Photo: Jon Pratty. © 24 Hour Museum.

A unique reconstruction of HMS Victory’s Grand Magazine has been unveiled at Portsmouth Historic Dockyard.

The magazine, used during the Battle of Trafalgar when it would have held up to 780 barrels of gunpowder, is the only example of a First Rate ship's magazine in the world.

It was unveiled alongside the newly restored ship’s hold, which held food and stores for 850 crew for up to six months at a time.

"The opening of the Grand Magazine and hold today is a great achievement and the most ambitious part of the restoration of HMS Victory," said Victory’s Commanding Officer, Lieutenant Commander Frank Nowosielski.

"It has taken a lot of hard work and determination to ensure that every detail is as historically accurate as existing records allow."

The Grand Magazine is lined with copper, lead and plaster, designed to keep the powder dry, prevent sparks and keep out rats, which could have spread gunpowder throughout the ship.

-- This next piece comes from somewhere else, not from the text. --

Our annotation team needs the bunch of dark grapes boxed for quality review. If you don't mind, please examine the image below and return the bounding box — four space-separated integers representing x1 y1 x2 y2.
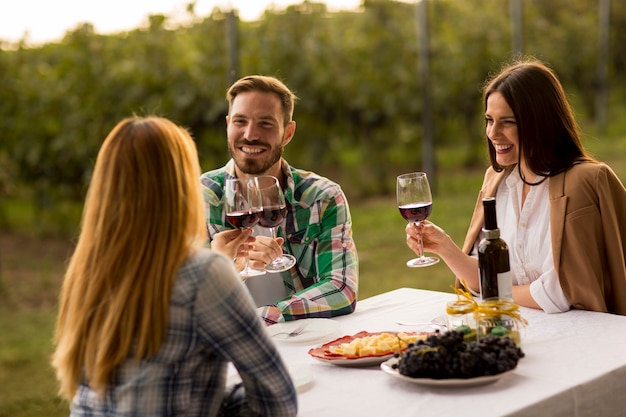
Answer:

Shows a photograph of HMS Victory's stern, which bears the sign 'Victory'.

Photo: Jon Pratty. © 24 Hour Museum.

Remains of the original were removed after HMS Victory was damaged by a German bomb during World War Two.

Together the Grand Magazine and hold make up 15% of the ship, meaning that from now on over 90% of HMS Victory will be accessible to visitors.

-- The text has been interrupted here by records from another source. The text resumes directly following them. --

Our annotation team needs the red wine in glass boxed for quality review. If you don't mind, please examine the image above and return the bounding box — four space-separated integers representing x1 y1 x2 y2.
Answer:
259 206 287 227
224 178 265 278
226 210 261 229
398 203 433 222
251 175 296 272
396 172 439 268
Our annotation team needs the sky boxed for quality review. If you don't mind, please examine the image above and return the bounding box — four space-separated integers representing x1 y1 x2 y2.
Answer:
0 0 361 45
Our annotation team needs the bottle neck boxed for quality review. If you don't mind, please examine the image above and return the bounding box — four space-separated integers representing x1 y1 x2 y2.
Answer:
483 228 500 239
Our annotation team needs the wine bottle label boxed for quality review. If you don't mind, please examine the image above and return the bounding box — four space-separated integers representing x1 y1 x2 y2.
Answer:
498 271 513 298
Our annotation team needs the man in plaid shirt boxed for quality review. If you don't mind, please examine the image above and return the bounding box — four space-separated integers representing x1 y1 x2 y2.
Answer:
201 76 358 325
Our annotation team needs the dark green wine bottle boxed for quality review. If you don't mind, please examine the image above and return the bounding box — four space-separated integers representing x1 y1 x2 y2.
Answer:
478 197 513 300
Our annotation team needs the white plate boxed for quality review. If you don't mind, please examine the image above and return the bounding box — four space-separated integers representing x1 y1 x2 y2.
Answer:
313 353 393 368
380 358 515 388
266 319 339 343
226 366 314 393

The completion of the work marks the culmination of five years of painstaking research, planning and construction and is the last major phase of an extensive restoration programme.

It was decided in the 1920s that the historic ship would be reconfigured to her Battle of Trafalgar condition, but this was overtaken in the 50s by the need to save the hull frame and planking, which had been devastated by death watch beetle.

The ship's Keeper and Curator, Peter Goodwin, was brought on board in the early 1990s as a historical adviser to ensure the accuracy of the restoration, which has gained momentum as more original sources have come to light.

It is hoped that the full restoration of the ship will be completed in time for the bicentenary of Trafalgar in 2005, although she will continue to undergo regular maintenance to preserve her condition for many years to come.

Shows a photograph of HMS Victory. Taken from the side it shows the ships gun doors open and the yellow and black markings of the Napoleonic Royal Navy.

Photo: Jon Pratty. © 24 Hour Museum.

An oak apron knee, in place on the Lower Gun Deck, is another recent addition.

The oak, from the Forest of Dean, was donated last month by the Forestry Commission and the Oak Society and had been planted on the recommendation of Admiral Lord Nelson, over 200 years ago, to ensure timber for future fleets.

HMS Victory is the flagship of the Royal Navy's Second Sea Lord, Vice Admiral Sir James Burnell-Nugent and is most famous for being a First Rate ship - in the front line of the fighting - at the Battle of Trafalgar in 1805.

The oldest commissioned warship in the world, HMS Victory still has a crew of Royal Navy officers and ratings.

A well-loved national treasure, the ship is visited by around 340,000 people a year and numbers are expected to rise during Trafalgar’s bicentenary year when HMS Victory will be the centrepiece of the national celebrations.

"I am delighted that HMS Victory is in such an excellent condition - both for the bicentenary of the Battle of Trafalgar next year and for future generations of visitors to enjoy," added Lt Commander Frank Nowosielski.

"The Royal Navy is very proud of the role HMS Victory has played in our history and the place it holds in the heart of the nation."